Der Flughafentunnel zwischen Filderstadt-Bernhausen und Stuttgart-Plieningen könnte für Autofahrer gesperrt werden. Wie würde sich das auf Leinfelden-Echterdingen auswirken.

Stadtleben und Stadtkultur : Alexandra Kratz (atz)

Aus der Zeitung hat Roland Klenk, der Oberbürgermeister von Leinfelden-Echterdingen, erfahren, dass es Ideen gibt, den Flughafentunnel zwischen Stuttgart-Plieningen und Filderstadt-Bernhausen ganz oder teilweise für Autos zu sperren. Mit der Stadt sei das nicht abgesprochen gewesen, sagt der Verwaltungschef. Inzwischen habe man an das Regierungspräsidium Stuttgart geschrieben. „Wir haben die Frage gestellt, ob bekannt und geprüft ist, wie sich eine solche Sperrung auf die Stadt Leinfelden-Echterdingen auswirken würde“, sagt er und ergänzt: „Für uns ist diese Verbindung wichtig, wir wollen uns an der Diskussion beteiligen.“

 

Das baden-württembergische Verkehrsministerium hatte vorgeschlagen, den Tunnel ganz oder zumindest in Richtung Stuttgart für den motorisierten Verkehr zu sperren. So könnten Radfahrer und Fußgänger den Tunnel besser und vor allem sicherer passieren. Denn sie müssen sich bisher einen schmalen Weg am Rand teilen. Das Radbündnis Filder hatte diese Idee wohl beim Ministerium eingebracht. Bisher waren die Reaktionen aber eher verhalten.

Nun soll eine Sperrung oder Teilsperrung des Flughafentunnels in einer Machbarkeitsstudie aus technischer Sicht betrachtet werden. Das Ergebnis könnte im kommenden Sommer vorliegen. Dabei gibt es zwei Varianten: Entweder es wird für motorisierte Fahrzeuge nur die Spur in Richtung Bernhausen freigegeben, sodass die Spur in Richtung Plieningen für Radfahrer und Fußgänger zur Verfügung steht. Oder Autos, Laster und Busse dürfen den Tunnel gar nicht mehr passieren. Ergänzend soll das Regierungspräsidium Stuttgart beide Möglichkeiten vertieft untersuchen und planen. Politik und Interessenverbände diskutieren die Idee kontrovers.
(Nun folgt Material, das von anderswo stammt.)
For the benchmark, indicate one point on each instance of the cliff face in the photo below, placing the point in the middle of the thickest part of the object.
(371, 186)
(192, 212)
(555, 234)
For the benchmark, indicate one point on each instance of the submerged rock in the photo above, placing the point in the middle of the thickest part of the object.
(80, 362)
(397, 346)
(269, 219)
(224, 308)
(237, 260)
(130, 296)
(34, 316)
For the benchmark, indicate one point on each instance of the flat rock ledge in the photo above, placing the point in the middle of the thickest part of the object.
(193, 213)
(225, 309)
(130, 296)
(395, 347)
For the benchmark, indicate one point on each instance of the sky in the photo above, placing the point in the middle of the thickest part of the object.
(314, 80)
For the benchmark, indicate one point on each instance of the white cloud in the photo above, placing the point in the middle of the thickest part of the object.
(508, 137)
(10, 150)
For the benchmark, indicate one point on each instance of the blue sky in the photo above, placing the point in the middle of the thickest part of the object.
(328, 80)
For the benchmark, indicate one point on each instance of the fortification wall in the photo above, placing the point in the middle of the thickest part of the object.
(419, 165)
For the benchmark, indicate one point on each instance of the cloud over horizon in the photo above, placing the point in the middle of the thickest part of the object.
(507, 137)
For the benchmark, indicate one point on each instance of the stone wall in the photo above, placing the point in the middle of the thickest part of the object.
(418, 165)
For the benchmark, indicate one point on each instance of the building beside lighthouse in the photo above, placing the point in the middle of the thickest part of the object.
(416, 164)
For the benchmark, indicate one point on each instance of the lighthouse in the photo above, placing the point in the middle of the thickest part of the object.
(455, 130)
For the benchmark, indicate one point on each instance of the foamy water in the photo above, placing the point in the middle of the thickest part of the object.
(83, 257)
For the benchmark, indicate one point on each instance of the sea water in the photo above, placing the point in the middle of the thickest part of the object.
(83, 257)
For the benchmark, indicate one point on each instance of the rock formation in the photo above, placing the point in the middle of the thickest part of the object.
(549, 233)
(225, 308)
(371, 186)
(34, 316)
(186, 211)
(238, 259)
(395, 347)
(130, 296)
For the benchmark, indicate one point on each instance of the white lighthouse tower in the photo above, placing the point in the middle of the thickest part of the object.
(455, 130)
Freilich stößt der Vorstoß nicht überall auf Gegenliebe. So schlug der Filderstädter Kreisrat Richard Briem (Freie Wähler) vor, stattdessen einen separaten Tunnel für Radfahrer und Fußgänger zu bauen. Dabei geht es ihm auch um einen ökologischen Aspekt: „Eine weiträumige Umfahrung verursacht unzählig viel zusätzliche Abgase und Kohlendioxidausstoß“, sagte er vor Kurzem bei einer Debatte im Esslinger Kreistag. Die Radfahrerinnen und Radfahrer sowie der ökologisch wichtige Ausbau des Rad- und Fußgängerverkehrs rechtfertigten eine Investition von etwa 7,5 Millionen in einen separaten Tunnel, so Richard Briems Fazit. Indes war eine Machbarkeitsstudie des Verkehrsministeriums zu dem Ergebnis gekommen, dass „ein separater Tunnel für Rad- und Fußverkehr aus mehreren Gründen, wie der sehr hohen Kosten, den ungünstigen Höhenverhältnissen sowie der fraglichen sozialen Akzeptanz und Sicherheit“ nicht weiterverfolgt werden sollte.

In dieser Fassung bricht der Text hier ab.